Arterial and venous thrombosis and occlusions occurred at least twice as frequently in the Iclusig arm compared to the imatinib arm. Compared to imatinib-treated patients, Iclusig-treated patients exhibited a greater incidence of myelosuppression, pancreatitis, hepatotoxicity, cardiac failure, hypertension, and skin and subcutaneous tissue disorders. Iclusig is not indicated and is not recommended for the treatment of patients with newly diagnosed CP-CML.
Haemorrhage: Severe haemorrhage, including fatalities, occurred in Iclusig-treated patients. The incidence of severe bleeding events was higher in patients with AP-CML, BP-CML and Ph+ ALL. Gastrointestinal haemorrhage and subdural hematoma were the most commonly reported grade 3/4 bleeding events. Most haemorrhagic events, but not all, occurred in patients with grade 3/4 thrombocytopenia. Iclusig should be interrupted and patients evaluated for serious or severe haemorrhage.
Hepatitis B reactivation: Reactivation of hepatitis B in patients who are chronic carriers of this virus has occurred after these patients received BCR-ABL tyrosine kinase inhibitors. Some cases resulted in acute hepatic failure or fulminant hepatitis leading to liver transplantation or a fatal outcome.

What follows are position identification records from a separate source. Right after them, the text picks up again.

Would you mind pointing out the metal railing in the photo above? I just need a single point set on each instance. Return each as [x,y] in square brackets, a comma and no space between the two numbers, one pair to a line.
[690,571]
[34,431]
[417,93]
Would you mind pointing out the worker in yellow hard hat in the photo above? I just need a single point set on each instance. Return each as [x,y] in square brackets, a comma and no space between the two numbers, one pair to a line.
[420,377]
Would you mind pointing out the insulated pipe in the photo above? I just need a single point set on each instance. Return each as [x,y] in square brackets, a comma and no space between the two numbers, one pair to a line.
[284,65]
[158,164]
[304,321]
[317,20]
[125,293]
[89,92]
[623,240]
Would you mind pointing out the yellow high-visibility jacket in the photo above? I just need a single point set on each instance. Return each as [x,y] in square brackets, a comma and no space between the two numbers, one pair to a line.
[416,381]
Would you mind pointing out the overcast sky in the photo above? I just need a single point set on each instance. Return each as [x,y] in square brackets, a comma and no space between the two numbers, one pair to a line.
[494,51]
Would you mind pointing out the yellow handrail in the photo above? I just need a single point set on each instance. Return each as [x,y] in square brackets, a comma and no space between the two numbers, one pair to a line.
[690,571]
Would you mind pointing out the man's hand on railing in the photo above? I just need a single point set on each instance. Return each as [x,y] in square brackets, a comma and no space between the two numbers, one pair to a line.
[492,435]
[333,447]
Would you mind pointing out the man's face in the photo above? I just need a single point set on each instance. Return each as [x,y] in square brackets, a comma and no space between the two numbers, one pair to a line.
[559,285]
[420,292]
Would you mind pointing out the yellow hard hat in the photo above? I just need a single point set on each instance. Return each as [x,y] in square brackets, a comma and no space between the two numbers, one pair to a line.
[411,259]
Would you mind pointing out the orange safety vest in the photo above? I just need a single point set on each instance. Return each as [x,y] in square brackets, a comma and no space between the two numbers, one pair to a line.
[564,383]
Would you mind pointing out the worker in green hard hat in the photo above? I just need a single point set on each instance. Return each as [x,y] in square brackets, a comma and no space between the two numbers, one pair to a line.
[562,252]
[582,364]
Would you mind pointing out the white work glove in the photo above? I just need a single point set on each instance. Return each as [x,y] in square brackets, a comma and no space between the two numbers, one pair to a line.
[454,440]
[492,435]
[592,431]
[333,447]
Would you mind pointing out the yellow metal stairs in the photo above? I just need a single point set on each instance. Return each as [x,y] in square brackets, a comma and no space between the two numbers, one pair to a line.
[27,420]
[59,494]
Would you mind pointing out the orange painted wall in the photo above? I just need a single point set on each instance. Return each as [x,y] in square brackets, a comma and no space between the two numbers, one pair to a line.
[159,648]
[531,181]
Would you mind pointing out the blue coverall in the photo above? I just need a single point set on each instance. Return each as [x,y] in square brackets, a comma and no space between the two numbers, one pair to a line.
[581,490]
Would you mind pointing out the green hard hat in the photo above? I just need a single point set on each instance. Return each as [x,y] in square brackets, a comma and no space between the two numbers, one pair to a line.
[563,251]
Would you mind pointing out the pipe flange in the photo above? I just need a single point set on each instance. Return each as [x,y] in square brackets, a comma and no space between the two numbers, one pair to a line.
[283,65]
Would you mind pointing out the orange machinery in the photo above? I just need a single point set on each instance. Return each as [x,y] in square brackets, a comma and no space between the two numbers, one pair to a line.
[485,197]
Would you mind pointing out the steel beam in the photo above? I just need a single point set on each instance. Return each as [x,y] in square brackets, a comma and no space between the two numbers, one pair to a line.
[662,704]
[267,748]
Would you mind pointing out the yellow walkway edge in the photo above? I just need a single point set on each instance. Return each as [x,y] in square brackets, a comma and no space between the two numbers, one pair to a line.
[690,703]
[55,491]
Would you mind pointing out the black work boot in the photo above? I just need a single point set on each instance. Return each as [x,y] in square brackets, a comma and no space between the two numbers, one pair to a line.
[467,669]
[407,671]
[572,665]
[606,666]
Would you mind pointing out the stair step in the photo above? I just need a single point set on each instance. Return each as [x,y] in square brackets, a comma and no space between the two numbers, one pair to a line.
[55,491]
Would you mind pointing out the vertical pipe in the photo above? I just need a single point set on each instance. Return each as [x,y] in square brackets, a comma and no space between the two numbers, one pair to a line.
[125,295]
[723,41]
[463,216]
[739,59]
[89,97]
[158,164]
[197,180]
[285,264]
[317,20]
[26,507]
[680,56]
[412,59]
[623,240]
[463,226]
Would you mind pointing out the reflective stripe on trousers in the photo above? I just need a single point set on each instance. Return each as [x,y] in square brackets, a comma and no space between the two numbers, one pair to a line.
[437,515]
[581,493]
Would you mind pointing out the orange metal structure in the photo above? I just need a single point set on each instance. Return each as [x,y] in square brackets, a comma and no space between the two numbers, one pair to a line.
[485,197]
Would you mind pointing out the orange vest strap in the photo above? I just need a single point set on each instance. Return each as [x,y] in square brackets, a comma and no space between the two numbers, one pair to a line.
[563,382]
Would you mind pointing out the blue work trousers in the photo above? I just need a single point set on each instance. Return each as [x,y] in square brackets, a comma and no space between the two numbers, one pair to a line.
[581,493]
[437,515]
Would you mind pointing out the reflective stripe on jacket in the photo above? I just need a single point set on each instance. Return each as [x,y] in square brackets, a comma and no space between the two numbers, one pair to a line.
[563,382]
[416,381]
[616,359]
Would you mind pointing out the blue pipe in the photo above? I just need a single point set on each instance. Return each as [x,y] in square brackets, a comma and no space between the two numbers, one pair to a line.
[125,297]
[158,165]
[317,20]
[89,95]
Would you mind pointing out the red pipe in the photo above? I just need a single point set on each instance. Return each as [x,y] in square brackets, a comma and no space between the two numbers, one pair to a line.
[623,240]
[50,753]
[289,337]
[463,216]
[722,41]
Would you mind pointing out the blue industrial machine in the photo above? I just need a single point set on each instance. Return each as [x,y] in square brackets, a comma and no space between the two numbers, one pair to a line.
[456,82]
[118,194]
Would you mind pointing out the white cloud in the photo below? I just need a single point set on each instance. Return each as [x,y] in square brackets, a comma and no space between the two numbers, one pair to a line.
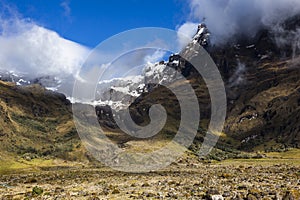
[186,33]
[225,18]
[33,50]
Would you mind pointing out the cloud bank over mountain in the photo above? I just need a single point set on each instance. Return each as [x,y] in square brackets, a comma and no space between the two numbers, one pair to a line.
[227,18]
[32,49]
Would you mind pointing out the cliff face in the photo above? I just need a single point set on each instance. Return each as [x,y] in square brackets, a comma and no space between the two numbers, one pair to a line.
[261,77]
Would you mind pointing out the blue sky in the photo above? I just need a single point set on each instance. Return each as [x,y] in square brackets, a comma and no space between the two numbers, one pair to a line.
[89,22]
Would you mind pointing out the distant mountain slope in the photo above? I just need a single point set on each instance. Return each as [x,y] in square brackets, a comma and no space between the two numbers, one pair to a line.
[35,122]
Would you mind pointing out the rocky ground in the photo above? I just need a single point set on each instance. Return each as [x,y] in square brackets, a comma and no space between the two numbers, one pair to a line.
[185,179]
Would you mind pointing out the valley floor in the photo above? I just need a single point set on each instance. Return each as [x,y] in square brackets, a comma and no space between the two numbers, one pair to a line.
[274,177]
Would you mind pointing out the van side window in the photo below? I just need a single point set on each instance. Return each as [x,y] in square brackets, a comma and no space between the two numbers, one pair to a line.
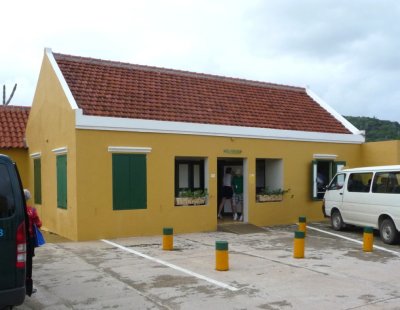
[7,205]
[386,182]
[337,182]
[359,182]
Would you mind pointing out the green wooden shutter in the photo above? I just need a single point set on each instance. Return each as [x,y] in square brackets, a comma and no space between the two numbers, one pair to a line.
[129,181]
[314,180]
[37,171]
[62,181]
[338,166]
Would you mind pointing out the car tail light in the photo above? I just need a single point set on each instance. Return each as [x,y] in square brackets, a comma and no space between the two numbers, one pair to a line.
[21,246]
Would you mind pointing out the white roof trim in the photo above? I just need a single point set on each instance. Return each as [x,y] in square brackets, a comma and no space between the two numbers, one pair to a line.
[339,117]
[60,150]
[324,156]
[35,155]
[138,125]
[129,149]
[60,77]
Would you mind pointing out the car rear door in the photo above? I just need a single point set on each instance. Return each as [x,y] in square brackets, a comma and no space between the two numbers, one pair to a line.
[12,232]
[334,194]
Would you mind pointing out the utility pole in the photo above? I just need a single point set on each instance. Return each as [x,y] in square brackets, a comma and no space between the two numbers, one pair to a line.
[6,102]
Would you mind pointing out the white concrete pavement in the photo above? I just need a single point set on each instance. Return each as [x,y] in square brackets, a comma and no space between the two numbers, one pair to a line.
[335,274]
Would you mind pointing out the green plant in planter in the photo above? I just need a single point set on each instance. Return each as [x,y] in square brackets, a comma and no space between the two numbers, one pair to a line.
[274,192]
[189,197]
[271,195]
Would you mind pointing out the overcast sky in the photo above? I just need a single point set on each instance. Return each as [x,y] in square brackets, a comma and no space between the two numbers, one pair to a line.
[347,52]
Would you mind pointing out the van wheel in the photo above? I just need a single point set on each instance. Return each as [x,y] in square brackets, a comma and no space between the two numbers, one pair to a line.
[388,232]
[337,221]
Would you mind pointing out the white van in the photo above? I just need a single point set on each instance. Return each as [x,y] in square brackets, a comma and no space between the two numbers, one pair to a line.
[364,197]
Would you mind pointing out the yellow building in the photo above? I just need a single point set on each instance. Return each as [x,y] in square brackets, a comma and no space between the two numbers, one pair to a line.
[113,145]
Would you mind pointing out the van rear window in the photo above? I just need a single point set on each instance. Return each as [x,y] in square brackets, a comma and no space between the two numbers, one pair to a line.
[359,182]
[387,182]
[7,204]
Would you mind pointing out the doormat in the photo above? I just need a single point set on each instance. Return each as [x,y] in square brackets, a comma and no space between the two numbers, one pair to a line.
[240,228]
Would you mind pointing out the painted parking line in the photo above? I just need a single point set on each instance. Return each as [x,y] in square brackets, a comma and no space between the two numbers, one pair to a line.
[352,240]
[191,273]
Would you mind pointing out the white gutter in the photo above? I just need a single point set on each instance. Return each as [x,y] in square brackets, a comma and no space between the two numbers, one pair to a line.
[89,122]
[48,52]
[339,117]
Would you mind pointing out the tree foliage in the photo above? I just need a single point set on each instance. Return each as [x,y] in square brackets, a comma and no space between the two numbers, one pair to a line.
[375,129]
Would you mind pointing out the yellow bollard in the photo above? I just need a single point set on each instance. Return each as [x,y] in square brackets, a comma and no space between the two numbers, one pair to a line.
[302,225]
[368,239]
[168,238]
[298,249]
[221,256]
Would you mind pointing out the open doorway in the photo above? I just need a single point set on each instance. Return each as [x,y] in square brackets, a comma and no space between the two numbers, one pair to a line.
[237,170]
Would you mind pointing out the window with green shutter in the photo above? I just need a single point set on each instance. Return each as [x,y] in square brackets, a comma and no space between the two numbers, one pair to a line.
[129,181]
[322,172]
[37,175]
[62,181]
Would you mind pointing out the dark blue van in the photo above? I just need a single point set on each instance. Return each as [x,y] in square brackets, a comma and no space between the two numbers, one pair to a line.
[13,236]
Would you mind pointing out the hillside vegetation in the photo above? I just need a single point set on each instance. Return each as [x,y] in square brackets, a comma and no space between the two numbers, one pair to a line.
[375,129]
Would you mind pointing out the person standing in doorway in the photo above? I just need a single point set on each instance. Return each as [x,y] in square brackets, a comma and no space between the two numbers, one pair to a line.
[33,220]
[237,184]
[227,193]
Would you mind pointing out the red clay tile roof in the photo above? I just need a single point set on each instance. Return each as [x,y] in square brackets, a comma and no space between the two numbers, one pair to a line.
[13,121]
[106,88]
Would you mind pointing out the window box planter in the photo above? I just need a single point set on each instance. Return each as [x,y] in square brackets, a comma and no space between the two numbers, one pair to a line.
[190,201]
[189,198]
[267,195]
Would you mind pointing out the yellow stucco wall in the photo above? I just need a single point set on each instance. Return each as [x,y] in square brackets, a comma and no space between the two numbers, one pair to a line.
[20,157]
[94,176]
[381,153]
[51,126]
[90,215]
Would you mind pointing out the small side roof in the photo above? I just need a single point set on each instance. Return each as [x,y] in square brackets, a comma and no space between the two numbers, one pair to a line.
[121,90]
[13,120]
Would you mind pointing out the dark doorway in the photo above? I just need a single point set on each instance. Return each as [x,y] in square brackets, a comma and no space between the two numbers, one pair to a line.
[236,164]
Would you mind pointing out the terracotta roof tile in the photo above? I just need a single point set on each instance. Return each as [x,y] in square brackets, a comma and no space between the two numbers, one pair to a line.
[113,89]
[13,120]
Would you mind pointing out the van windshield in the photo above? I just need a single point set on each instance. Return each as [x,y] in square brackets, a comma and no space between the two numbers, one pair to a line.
[387,182]
[337,182]
[359,182]
[7,204]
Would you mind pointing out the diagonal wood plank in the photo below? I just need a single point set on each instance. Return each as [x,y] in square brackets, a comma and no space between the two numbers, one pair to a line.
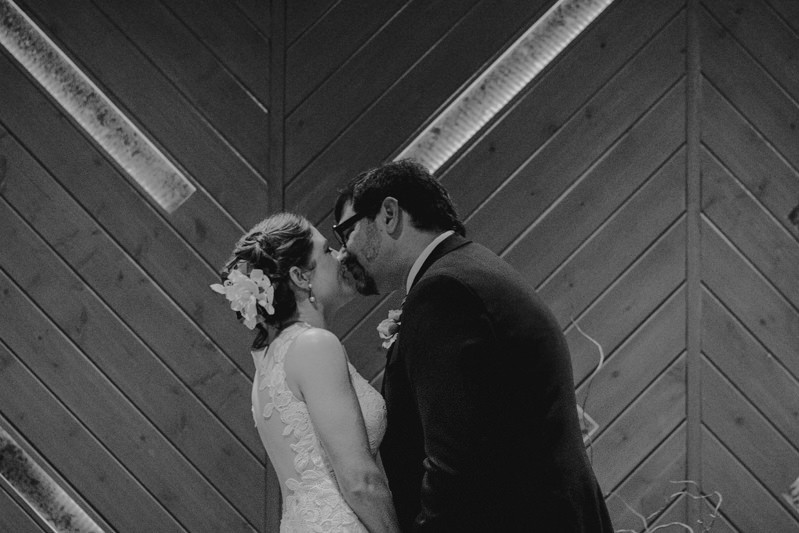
[648,488]
[764,35]
[176,366]
[81,375]
[146,94]
[748,296]
[609,115]
[582,277]
[134,296]
[750,89]
[544,107]
[634,365]
[13,516]
[419,94]
[358,84]
[789,11]
[140,230]
[233,38]
[331,42]
[302,15]
[760,237]
[95,472]
[198,75]
[576,214]
[756,373]
[641,428]
[616,314]
[747,505]
[747,434]
[750,158]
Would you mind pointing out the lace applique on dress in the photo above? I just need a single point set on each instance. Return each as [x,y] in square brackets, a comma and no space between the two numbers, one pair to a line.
[313,501]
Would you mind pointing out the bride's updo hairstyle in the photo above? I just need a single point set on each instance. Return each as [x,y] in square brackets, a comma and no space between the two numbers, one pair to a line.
[274,245]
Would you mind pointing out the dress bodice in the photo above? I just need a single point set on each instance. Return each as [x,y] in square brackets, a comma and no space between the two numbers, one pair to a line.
[311,498]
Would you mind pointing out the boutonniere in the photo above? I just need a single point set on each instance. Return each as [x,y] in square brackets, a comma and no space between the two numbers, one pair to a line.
[389,328]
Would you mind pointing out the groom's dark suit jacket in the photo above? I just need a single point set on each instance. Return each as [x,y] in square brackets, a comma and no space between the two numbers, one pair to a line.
[482,424]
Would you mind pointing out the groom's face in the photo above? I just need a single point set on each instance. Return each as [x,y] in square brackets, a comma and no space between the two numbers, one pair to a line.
[361,250]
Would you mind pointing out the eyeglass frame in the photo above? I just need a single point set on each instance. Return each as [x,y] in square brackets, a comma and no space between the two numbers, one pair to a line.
[343,229]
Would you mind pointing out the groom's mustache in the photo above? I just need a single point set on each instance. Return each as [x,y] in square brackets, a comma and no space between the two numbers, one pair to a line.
[364,283]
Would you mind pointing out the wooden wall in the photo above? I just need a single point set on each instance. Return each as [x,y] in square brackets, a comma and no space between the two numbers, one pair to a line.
[647,183]
[119,367]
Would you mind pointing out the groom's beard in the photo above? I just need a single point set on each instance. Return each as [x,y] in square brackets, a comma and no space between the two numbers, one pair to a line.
[364,283]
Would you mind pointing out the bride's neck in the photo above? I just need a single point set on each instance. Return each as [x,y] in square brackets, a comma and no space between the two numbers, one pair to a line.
[312,314]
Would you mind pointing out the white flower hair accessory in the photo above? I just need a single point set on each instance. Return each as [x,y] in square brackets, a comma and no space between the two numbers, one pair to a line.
[389,328]
[246,292]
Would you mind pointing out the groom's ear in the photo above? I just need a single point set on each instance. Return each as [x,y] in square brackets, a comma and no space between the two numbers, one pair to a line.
[390,212]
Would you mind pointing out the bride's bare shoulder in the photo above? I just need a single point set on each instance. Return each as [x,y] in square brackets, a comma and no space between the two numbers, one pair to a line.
[316,347]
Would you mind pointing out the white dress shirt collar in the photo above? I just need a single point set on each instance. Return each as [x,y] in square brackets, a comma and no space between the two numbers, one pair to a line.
[417,265]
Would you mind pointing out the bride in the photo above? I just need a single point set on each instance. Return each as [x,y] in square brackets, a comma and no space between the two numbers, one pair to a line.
[319,420]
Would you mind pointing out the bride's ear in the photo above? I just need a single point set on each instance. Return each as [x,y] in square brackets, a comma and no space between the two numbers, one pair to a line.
[299,277]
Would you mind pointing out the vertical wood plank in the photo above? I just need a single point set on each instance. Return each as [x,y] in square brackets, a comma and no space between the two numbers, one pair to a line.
[14,517]
[278,17]
[693,199]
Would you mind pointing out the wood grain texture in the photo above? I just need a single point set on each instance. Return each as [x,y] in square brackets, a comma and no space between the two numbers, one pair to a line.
[649,487]
[642,427]
[93,470]
[112,355]
[13,514]
[748,434]
[545,107]
[411,101]
[587,183]
[748,505]
[739,356]
[144,92]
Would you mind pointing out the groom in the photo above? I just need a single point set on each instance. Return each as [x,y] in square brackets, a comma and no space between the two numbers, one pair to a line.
[482,432]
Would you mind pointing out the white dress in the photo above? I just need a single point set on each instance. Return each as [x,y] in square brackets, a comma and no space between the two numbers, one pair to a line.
[311,497]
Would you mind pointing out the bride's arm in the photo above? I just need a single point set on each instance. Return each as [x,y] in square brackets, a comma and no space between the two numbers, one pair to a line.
[317,364]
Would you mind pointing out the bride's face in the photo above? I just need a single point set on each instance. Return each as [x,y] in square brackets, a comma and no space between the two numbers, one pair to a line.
[333,285]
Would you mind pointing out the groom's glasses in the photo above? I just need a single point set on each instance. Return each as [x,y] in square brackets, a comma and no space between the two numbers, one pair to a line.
[344,229]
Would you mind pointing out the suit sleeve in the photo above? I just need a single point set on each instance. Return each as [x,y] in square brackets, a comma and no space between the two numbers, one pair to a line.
[447,338]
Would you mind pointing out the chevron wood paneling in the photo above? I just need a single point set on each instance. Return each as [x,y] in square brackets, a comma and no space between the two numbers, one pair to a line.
[125,375]
[119,368]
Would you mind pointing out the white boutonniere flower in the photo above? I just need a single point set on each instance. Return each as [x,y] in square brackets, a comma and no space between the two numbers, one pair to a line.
[389,328]
[245,292]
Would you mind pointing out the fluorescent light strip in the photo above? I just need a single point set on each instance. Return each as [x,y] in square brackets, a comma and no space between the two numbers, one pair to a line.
[40,492]
[87,104]
[502,81]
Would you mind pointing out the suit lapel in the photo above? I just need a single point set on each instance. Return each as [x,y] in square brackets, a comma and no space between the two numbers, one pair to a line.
[453,242]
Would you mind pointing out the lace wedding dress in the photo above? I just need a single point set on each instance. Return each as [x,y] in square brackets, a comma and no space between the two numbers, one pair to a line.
[311,498]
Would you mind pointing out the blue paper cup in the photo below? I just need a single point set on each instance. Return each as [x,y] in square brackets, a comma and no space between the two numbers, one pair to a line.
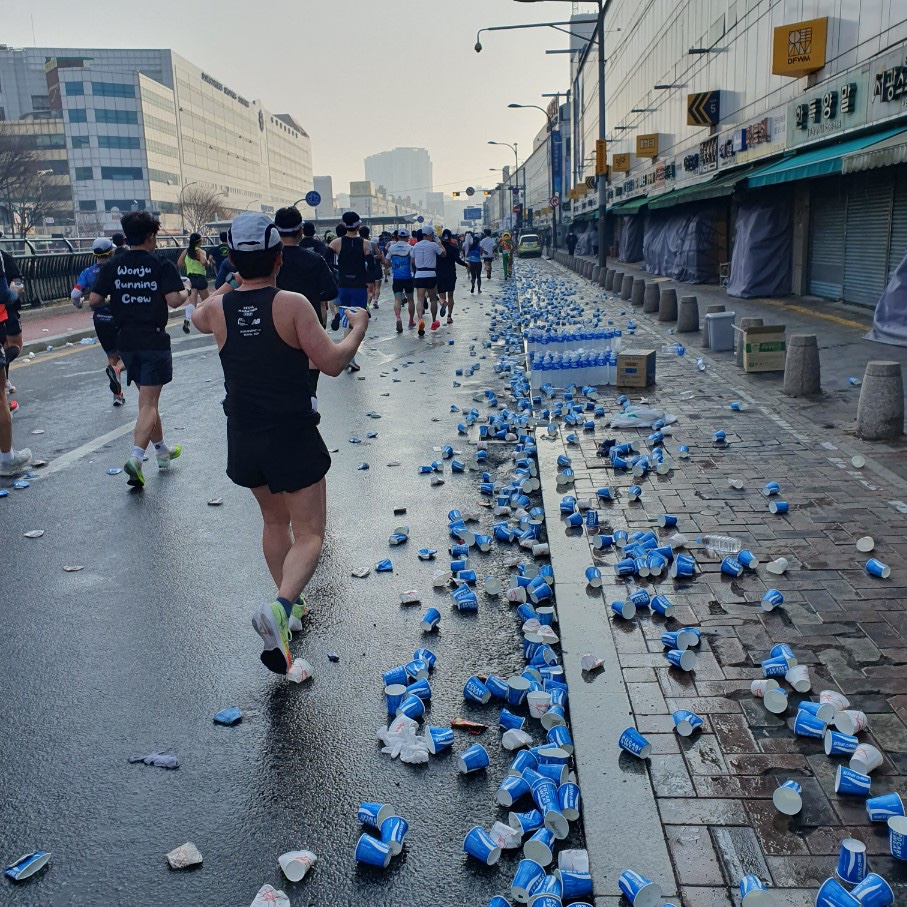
[884,807]
[808,725]
[394,694]
[527,878]
[634,743]
[852,784]
[476,691]
[480,846]
[430,620]
[851,869]
[512,788]
[393,833]
[626,610]
[373,814]
[685,723]
[875,567]
[897,837]
[833,894]
[473,759]
[838,744]
[438,739]
[373,852]
[873,891]
[638,890]
[570,797]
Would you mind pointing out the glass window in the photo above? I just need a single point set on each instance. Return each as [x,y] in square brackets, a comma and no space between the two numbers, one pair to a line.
[103,115]
[113,89]
[118,141]
[121,173]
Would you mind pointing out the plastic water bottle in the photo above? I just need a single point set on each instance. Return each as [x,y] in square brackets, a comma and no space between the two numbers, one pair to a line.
[720,544]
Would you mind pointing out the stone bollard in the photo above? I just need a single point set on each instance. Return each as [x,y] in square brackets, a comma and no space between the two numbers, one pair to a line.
[688,315]
[626,290]
[801,366]
[650,299]
[738,339]
[880,412]
[709,309]
[667,304]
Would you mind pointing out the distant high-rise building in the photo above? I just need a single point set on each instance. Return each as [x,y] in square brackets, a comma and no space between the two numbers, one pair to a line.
[324,186]
[403,172]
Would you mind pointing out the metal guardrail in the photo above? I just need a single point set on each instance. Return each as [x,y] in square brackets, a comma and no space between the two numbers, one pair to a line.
[50,277]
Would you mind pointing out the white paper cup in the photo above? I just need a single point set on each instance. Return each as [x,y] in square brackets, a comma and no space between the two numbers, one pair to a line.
[798,678]
[296,863]
[865,759]
[777,566]
[539,702]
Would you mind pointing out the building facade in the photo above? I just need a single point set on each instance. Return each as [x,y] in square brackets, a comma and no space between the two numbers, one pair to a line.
[403,172]
[732,122]
[143,126]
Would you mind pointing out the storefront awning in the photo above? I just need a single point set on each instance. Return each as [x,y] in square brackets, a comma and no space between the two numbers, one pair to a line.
[630,207]
[883,154]
[815,162]
[717,187]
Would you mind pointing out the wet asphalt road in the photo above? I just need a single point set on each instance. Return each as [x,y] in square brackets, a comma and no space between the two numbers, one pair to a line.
[138,650]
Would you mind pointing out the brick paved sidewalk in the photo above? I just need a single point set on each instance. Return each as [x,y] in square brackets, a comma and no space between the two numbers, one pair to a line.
[714,790]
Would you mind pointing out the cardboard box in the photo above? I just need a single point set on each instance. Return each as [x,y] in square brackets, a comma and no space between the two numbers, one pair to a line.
[764,348]
[635,368]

Patients should be tested for HBV infection before initiating treatment with Iclusig. Experts in liver disease and in the treatment of hepatitis B should be consulted before treatment is initiated in patients with positive hepatitis B serology (including those with active disease) and for patients who test positive for HBV infection during treatment. Carriers of HBV who require treatment with Iclusig should be closely monitored for signs and symptoms of active HBV infection throughout therapy and for several months following termination of therapy (see Adverse Reactions).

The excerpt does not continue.